Berkeley Celebrates Black History Month

February 13, 2020

Each year during the second semester Berkeley Divinity School offers the Wesley-Royce Leadership Colloquium, a weekly speaker series featuring church and lay leaders who share their thoughts on the skills and perspectives needed for effective church leadership. This February Berkeley’s focus on Race and the Church features three outstanding speakers.          

On Feb. 3, the Very Rev. Dr. Kelly Brown Douglas, author of Stand Your Ground: Black Bodies and the Justice of God and Dean and President of the Episcopal Divinity School-Union Theological Seminary in New York, discussed race, social justice and the Church in the current political climate. After Colloquium, Douglas joined Berkeley students and Yale Black Seminarians for evening prayer in Marquand followed by dinner in the YDS Common Room. The following day, Douglas addressed the entire YDS community in the annual Parks-King Lecture.

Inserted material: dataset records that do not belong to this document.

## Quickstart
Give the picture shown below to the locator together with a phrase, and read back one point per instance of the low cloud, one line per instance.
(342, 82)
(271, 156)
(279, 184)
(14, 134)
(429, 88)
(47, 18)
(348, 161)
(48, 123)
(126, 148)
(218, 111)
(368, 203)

On Feb. 10, Colloquium featured Lynn Sullivan, YDS Director of Community Equity. Sullivan’s topic was “Colorblind versus Color Conscious, Bias and Leadership: A Paradigm Shift.”  Sullivan joined the YDS staff this past summer after twenty years as a senior administrative leader in five independent schools.

 

The final speaker in the 2020 Colloquium series on Race and the Church is the Rev. Rowena Kemp, priest-in-charge of Grace Episcopal Church in Hartford, CT.  A Berkeley alumna (2013) and past trustee, Kemp will share her research on the role of race and slavery, both in the Episcopal Church and at Berkeley. Rowena will speak on Monday, February 17th at 4:00 p.m. in Niebuhr Hall.